Иван кивнул и окончательно поверил, что промежуточное это состояние, в котором пребывал все эти годы после детства, как куколка, в которой смутно брезжит будущая жизнь, теперь закончилось и начинается под руководством Эдисона что-то новое: родная и чужая небывалая Москва, по улицам которой мать ходила им беременной, великая пустошь привольной и нищей страны, соленый железистый вкус русской речи, которым ты опять ошеломлен, как в детстве — вкусом собственной горячей жирной крови, которая течет из свежего пореза на костяшках или рубиновой капелью шмякается в прах — как будто из испорченного крана, из носа, сокрушенного чужим мосластым кулаком… и женщины, которые проходят мимо, нечаянно, бездумно задевая тебя душистым краем своей здоровой силы и отмытой молодости…
Все это — родина, язык и женщины — соединялось в целое, в единую густую, горячую субстанцию, которая должна была вот-вот прорваться, вспыхнуть, хлынуть из свежего пореза, ссадины, пробоины… прав, прав был Эдисон, когда он говорил про «первобытный синкретизм»… и подхватить его, Ивана, вечной неумолимой убийственной тягой, той самой, которая в осенний гон сшибает лося с летящей по шоссе машиной и торжествует над диктатом разума или защитного инстинкта в каждом существе, будь то сторожкий селезень или себя стыдящийся, пугливый, неуклюжий парубок уже с колючей жесткой щеточкой над верхней губой.
Волчья сыть
1
Полуторатонный нагульновский крейсер, сияя черным лаком кузова и хромом мощной радиаторной решетки, со скоростью сто километров в час прошел, распугивая встречных и параллельных тихоходов, по Суворовской, свернул на территорию Черкизовского рынка — угрозно посигналив пасущимся парнокопытно, жвачно дебилам в камуфляже ЧОП «Центурион» — мгновенно узнали, подняли шлагбаум, впустили.

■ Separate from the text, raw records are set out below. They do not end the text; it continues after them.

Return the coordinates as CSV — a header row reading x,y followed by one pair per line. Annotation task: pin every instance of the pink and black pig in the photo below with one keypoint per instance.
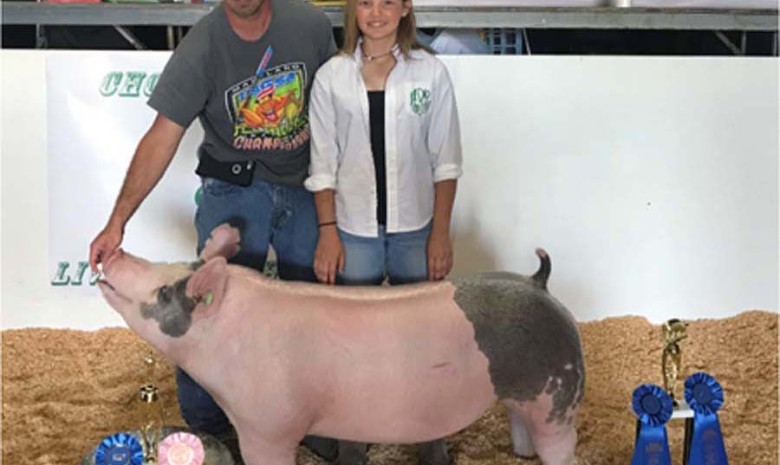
x,y
395,364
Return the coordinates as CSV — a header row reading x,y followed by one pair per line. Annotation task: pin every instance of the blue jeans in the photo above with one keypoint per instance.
x,y
401,257
266,214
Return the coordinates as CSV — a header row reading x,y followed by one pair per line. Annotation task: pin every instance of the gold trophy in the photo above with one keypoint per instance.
x,y
154,415
674,331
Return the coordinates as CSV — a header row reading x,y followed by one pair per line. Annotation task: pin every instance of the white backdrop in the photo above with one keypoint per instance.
x,y
101,115
652,182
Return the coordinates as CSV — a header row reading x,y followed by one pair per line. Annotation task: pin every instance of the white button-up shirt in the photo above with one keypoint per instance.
x,y
422,141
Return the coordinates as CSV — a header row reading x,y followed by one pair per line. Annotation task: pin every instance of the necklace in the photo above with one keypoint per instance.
x,y
371,58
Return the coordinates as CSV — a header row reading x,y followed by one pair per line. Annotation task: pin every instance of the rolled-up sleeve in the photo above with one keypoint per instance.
x,y
444,134
324,146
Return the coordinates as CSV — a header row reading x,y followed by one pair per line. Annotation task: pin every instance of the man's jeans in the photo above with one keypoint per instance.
x,y
266,214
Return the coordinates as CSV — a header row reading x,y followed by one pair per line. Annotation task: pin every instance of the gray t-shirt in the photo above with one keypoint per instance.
x,y
251,97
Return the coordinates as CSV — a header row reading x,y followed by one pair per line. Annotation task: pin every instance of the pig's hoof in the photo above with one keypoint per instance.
x,y
433,453
325,448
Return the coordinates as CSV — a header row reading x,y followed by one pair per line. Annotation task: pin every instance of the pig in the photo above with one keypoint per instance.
x,y
393,364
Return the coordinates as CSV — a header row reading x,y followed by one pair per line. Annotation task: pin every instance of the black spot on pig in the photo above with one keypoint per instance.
x,y
529,338
173,309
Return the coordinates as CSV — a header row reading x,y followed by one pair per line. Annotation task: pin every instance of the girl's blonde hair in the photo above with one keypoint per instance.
x,y
406,37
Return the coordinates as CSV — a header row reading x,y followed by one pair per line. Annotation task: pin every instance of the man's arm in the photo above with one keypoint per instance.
x,y
152,157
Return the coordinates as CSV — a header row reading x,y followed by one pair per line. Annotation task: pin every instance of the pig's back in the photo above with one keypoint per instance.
x,y
530,340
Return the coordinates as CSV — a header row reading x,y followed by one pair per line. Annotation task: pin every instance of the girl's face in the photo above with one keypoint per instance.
x,y
378,19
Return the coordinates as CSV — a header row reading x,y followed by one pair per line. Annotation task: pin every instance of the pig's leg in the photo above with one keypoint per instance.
x,y
256,451
521,438
553,440
433,453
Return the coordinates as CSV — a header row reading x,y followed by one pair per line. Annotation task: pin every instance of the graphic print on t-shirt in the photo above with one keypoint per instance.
x,y
267,108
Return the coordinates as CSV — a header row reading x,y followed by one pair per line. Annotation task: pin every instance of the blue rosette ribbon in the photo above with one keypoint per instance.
x,y
119,449
705,396
653,408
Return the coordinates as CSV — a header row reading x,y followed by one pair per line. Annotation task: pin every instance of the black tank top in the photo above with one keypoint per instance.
x,y
376,117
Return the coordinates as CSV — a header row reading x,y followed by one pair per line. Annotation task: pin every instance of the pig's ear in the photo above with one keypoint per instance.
x,y
224,242
207,285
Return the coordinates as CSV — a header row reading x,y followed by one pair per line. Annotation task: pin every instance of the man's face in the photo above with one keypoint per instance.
x,y
244,8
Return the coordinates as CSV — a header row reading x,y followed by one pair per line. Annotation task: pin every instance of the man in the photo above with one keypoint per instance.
x,y
245,70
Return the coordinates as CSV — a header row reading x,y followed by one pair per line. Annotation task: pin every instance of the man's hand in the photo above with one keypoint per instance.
x,y
329,257
106,242
439,256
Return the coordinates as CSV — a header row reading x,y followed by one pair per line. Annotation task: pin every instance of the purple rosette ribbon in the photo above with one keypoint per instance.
x,y
705,397
653,408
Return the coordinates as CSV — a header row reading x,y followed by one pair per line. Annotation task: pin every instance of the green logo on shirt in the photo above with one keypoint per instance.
x,y
420,99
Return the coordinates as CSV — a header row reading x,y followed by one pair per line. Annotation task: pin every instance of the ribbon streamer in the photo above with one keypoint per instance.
x,y
653,408
705,396
119,449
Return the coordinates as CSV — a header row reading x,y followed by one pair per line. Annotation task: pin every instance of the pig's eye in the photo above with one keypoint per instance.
x,y
164,294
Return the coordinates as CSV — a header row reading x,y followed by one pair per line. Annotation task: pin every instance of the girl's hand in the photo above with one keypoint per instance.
x,y
439,256
329,256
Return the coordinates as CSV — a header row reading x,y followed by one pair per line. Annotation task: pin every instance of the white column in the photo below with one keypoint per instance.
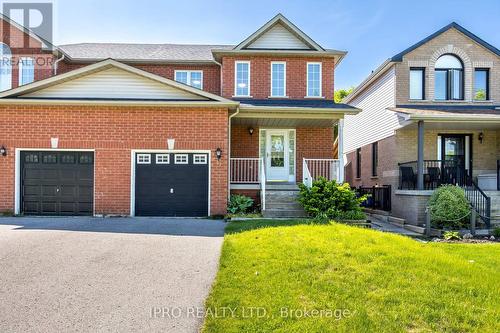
x,y
341,150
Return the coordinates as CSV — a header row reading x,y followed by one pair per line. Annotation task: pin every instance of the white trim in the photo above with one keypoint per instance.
x,y
320,79
284,79
17,174
236,76
133,152
189,76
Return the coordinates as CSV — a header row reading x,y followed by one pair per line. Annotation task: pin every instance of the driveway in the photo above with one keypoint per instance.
x,y
113,274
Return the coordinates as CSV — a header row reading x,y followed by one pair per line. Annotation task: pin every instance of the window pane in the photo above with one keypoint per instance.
x,y
278,80
242,75
480,85
440,85
416,84
313,80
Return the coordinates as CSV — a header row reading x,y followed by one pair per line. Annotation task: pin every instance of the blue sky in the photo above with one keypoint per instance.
x,y
371,31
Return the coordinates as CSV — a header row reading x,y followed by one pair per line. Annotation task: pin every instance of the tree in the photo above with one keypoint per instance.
x,y
340,94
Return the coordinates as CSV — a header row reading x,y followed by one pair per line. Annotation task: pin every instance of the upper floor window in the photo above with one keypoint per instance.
x,y
5,67
417,85
26,70
481,84
242,78
191,78
278,79
449,78
313,79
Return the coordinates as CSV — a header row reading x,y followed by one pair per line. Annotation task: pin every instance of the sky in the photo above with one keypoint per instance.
x,y
371,31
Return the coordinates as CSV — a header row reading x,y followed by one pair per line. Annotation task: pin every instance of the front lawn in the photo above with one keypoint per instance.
x,y
293,276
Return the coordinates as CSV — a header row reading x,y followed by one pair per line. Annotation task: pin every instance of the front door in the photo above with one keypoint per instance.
x,y
277,155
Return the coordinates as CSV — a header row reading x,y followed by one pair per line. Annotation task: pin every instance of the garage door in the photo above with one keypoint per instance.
x,y
171,184
57,183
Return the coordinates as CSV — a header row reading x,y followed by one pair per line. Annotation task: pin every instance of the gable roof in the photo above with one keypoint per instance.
x,y
34,91
281,20
399,57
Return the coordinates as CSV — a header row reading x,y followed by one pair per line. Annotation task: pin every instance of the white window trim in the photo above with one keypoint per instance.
x,y
284,80
162,162
204,156
320,80
181,155
188,76
21,66
147,156
236,76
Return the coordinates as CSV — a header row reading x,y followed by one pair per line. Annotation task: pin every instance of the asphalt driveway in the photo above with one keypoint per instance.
x,y
116,274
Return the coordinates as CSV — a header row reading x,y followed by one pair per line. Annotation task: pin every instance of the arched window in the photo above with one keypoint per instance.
x,y
5,67
449,78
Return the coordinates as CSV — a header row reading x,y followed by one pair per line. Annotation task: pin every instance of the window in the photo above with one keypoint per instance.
x,y
417,85
481,84
191,78
181,159
242,78
358,163
199,159
26,71
449,78
278,79
162,158
313,79
143,158
5,67
374,159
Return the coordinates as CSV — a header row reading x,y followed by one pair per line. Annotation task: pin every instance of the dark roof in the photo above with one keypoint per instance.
x,y
399,56
297,103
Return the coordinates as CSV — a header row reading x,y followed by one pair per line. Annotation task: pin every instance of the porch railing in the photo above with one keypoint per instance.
x,y
436,173
314,168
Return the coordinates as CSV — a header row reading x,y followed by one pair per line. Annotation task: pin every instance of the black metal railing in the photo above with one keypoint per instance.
x,y
478,200
436,173
379,197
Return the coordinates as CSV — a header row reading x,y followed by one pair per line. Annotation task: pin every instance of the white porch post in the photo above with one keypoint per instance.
x,y
341,150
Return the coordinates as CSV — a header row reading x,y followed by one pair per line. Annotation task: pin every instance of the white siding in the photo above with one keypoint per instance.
x,y
374,122
278,37
114,83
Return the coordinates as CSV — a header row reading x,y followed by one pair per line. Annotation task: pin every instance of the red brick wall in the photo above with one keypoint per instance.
x,y
113,131
211,73
260,76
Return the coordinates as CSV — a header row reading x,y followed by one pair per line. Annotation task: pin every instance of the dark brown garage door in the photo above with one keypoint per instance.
x,y
57,183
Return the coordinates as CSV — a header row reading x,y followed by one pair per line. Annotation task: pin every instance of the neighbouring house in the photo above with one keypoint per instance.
x,y
431,116
166,129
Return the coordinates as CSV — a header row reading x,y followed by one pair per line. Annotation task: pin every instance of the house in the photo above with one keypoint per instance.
x,y
431,116
165,129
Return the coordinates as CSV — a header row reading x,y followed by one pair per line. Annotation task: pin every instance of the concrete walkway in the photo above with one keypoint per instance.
x,y
103,275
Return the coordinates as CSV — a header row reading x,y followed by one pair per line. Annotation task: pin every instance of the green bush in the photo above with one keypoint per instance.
x,y
239,204
449,207
327,199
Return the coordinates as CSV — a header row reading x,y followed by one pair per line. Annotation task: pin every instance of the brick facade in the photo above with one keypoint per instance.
x,y
113,132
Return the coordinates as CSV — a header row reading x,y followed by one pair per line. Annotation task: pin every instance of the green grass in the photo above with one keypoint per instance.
x,y
388,283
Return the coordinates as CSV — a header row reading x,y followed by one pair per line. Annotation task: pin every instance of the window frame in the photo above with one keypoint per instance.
x,y
284,78
320,79
189,72
487,70
422,70
247,62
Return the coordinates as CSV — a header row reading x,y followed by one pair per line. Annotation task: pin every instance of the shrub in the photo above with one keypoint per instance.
x,y
239,204
449,207
329,199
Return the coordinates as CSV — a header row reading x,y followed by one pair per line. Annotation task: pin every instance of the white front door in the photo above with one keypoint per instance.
x,y
277,155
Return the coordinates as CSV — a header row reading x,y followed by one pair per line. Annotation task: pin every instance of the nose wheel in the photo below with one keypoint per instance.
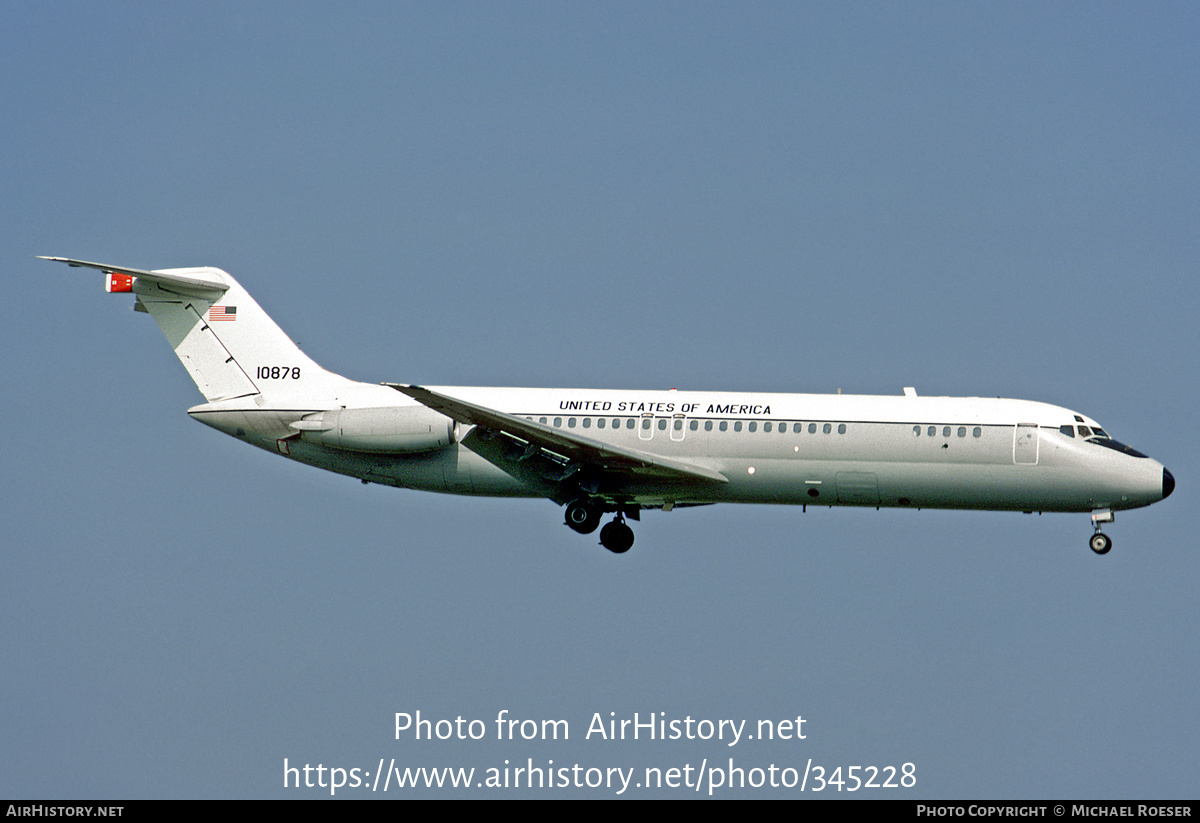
x,y
1101,542
617,536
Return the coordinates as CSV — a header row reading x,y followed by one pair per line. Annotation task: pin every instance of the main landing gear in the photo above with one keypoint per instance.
x,y
585,516
1101,542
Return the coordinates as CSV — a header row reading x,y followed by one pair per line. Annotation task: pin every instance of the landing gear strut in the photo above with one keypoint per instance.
x,y
617,536
1101,542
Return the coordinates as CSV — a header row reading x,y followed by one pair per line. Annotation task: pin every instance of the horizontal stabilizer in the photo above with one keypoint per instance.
x,y
196,281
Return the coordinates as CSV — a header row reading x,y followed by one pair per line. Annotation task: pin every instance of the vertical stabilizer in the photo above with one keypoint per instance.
x,y
228,344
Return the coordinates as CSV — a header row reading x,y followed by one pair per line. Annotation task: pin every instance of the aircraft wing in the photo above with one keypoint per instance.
x,y
575,450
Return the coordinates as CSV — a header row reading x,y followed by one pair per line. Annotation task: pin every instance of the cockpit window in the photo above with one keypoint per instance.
x,y
1109,443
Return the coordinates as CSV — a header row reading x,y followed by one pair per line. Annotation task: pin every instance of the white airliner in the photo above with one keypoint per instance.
x,y
600,451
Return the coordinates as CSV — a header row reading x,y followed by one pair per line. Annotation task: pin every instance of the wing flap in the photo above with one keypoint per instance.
x,y
604,456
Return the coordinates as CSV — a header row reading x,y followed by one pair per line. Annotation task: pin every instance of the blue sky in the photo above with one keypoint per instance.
x,y
993,199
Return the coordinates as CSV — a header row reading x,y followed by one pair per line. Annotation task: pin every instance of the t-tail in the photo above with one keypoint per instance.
x,y
228,344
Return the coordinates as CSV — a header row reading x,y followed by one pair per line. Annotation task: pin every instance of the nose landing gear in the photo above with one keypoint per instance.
x,y
1101,542
617,536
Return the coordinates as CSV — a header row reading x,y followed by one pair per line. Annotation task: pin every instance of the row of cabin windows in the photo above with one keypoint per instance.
x,y
947,431
694,425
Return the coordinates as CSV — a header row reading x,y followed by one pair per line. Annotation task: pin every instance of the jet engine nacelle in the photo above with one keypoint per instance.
x,y
387,430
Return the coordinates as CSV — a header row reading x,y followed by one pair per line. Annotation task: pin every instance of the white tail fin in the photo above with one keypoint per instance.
x,y
225,340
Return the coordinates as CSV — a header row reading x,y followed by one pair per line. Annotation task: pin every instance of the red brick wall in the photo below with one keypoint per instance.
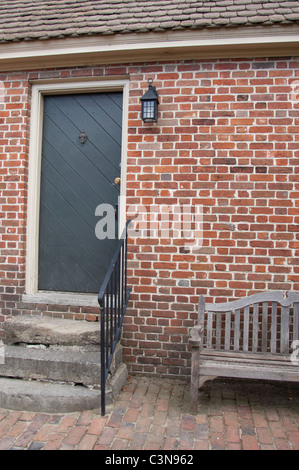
x,y
226,139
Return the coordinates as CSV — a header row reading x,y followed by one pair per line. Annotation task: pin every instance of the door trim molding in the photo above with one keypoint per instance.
x,y
39,90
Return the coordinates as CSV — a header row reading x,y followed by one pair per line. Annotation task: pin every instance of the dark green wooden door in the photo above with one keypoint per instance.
x,y
75,179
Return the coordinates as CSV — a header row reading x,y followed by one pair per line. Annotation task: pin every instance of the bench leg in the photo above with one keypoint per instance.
x,y
204,378
194,380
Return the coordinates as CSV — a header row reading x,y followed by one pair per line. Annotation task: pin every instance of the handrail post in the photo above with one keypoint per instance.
x,y
112,313
103,361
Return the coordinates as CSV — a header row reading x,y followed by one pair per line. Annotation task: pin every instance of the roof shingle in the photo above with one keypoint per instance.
x,y
46,19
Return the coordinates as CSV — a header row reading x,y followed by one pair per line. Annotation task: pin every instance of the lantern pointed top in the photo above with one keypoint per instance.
x,y
151,93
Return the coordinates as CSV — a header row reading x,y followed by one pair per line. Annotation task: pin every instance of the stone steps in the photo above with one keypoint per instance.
x,y
45,356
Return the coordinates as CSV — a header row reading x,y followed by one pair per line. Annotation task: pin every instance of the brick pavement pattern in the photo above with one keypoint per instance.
x,y
153,414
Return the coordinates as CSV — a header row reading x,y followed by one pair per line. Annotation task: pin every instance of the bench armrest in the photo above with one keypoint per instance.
x,y
195,338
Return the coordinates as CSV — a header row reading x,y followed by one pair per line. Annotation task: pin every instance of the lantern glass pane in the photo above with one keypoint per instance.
x,y
148,109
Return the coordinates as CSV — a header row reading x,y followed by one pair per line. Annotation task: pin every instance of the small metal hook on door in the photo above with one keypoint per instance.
x,y
82,138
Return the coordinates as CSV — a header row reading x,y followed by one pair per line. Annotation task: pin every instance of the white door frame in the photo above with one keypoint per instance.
x,y
39,90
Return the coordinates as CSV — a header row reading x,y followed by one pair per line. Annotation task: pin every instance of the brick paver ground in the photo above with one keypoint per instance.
x,y
153,414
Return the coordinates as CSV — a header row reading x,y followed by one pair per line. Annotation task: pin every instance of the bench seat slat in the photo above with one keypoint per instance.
x,y
296,322
274,328
284,334
248,338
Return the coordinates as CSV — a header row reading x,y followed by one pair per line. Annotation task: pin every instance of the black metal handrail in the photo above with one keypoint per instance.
x,y
113,300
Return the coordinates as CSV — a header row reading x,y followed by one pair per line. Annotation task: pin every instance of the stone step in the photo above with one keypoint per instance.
x,y
54,397
49,364
53,366
64,364
47,330
16,394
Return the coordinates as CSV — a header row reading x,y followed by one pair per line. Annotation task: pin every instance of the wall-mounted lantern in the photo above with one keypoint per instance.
x,y
149,104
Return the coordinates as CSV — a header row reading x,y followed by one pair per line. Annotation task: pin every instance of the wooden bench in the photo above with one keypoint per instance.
x,y
253,338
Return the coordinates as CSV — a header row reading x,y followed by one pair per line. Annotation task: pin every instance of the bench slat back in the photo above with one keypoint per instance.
x,y
266,323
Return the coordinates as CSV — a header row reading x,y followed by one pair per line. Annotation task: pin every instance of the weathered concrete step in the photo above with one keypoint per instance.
x,y
49,364
16,394
62,365
47,397
47,330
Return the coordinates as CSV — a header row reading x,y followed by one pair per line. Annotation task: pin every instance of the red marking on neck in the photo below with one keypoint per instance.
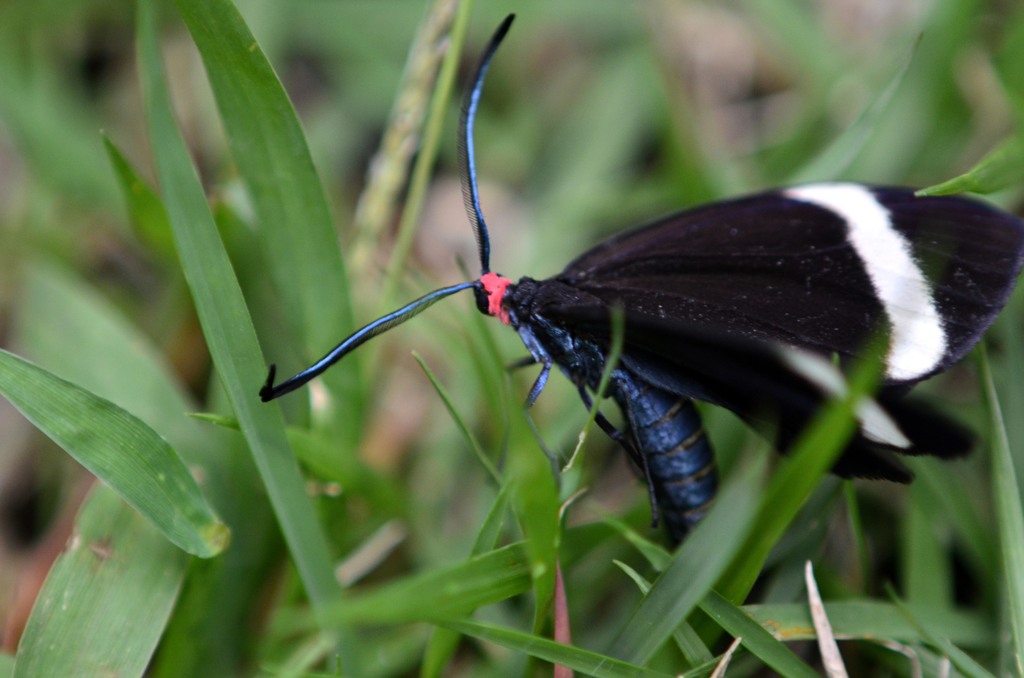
x,y
496,286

Мимо стеклянных павильонов с контрафактным видео, мимо обменных пунктов и киосков лотерей, мимо салонов операторов мобильной связи, мимо колбасных лавок и витрин с цветами прошел и подрулил к бревенчатому терему кафе «Золотой петушок» — неофициальной штаб-квартиры страшного майора, здесь он за чашкой чая, рюмкой или бутылкой «Нарзана» принимал районных чебурашек; сюда шли с просьбой, жалобой, данью и подношением окрестные купчишки; здесь он обедал, оценив дешевую и сытную жратву… а где еще найдешь в районе свиной шашлык за полтораста, нормально сделанный из свежей туши специально для дорогого гостя?
Майор ввалился, огляделся, ища среди привычных, знакомых рож назначившего встречу коммерса: барыга, Шорников, устроился в углу — цветущий, плотный, дюжий, гастрономического выкорма, лет сорока, детина, в той форме, когда энергичность еще не задавлена пустой рыхлой массой тела, с лоснящейся и подкопченной нездешним солнцем мордой; пальто из чистой шерсти брошено на спинку стула, рубашка за косарь примерно зелени… хряк, впрочем, малость спал с лица от приключившихся с ним явно не грошовых неурядиц… не спится по ночам, жена не понимает, шепчет — «что?»… глаза тревожно бегают, простуженно мигают, пальцы — с отполированными маникюршей ногтями — чечетку отбивают на столешнице.
Хотел уже шагнуть к нему, как в спину крикнула стоящая за стойкой знакомая официантка:
— Эй, где твое «здравствуй»?
— Ну, здравствуй, Натэлла. — Что ж так стареют быстро бабы, страшно, как жестко им кладет предел природа — до тридцати пяти, привлечь самца горячей плотью, крепким выменем, зачать и выносить, и все, под горку — сохнуть, выцветать, дряхлеть.
— Чего сегодня будешь? Баранину? Свинину?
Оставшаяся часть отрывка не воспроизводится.